When you do create an exception class, it's also more work to include relevant information in the exception. Typically you have to define slots, arrange for them to get the appropriate values, and then embed them in the error message. This requires changing several parts of the definition as well as the call site, so it's enough trouble that you often won't do it. Error reporting code is seldom high on the priority list until the error happens.
I ran into this problem a while ago, in a utility function which reported a rare error by throwing a C++ exception class like this:
class negative_error : public domain_error {
public:
not_integer_exn() : domain_error("value must not be negative") {}
};
This was fine until the error finally happened. A high-level catch-almost-anything handler caught the exception and displayed the error message, which told me almost nothing about the problem. Since this was C++ and not running under a debugger, there was no automatic stack trace, and no hint of what value was negative, or who cared, or why. If I had been lazy and signaled the error with throw domain_error("serve_ice_cream: quantity=" + to_string(q) + " must not be negative")
, the relevant information would have been in the string, but because I had done it the “right” way, it was not.
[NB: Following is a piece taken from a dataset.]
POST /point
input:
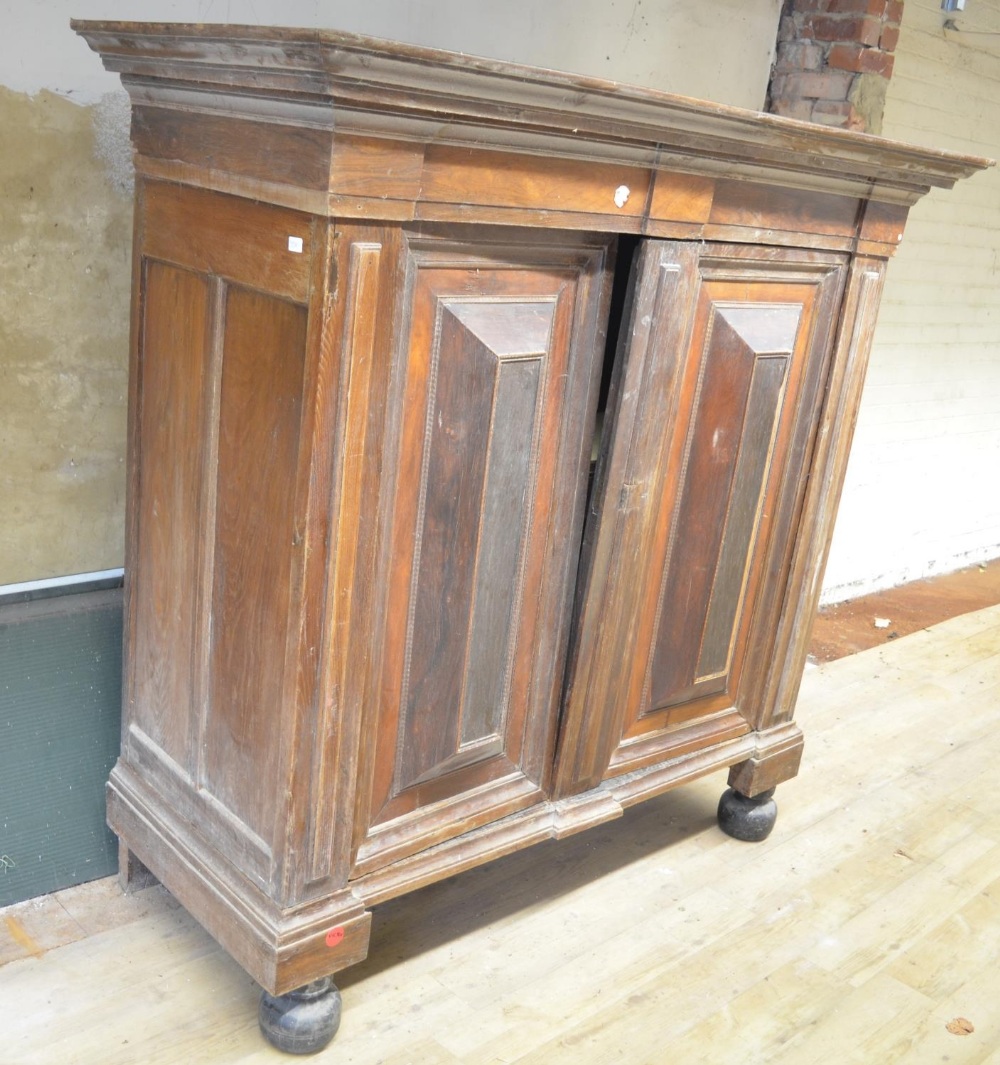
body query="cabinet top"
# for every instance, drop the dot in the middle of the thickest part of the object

(The designers of C++ are aware of this problem. That's why all the standard exceptions take strings. negative_error
should have too.)
In an ideal exception system, convenience and machine-readability would not conflict. It should be easy to signal an an-hoc error with a human-readable message and machine-recognizable fields. It might help to allow throwing exceptions without declaring them first, e.g. (throw '(negative-error domain-error) :quantity q "value must not be negative")
. (Wasn't this allowed in some early exception systems?) But if it's only easy to have one of the two, choose the convenient human-readable form. That's the one you'll use.
The SRFI 12 exception system lets you raise any object of whatever type, but provides the notion of a property condition, which is essentially an arbitrary type object plus a p-list (but is disjoint from all other Scheme types). So you write (abort (make-property-condition 'negative-error 'quantity q 'message "value must not be negative")). There are also composite conditions, which merge conditions together.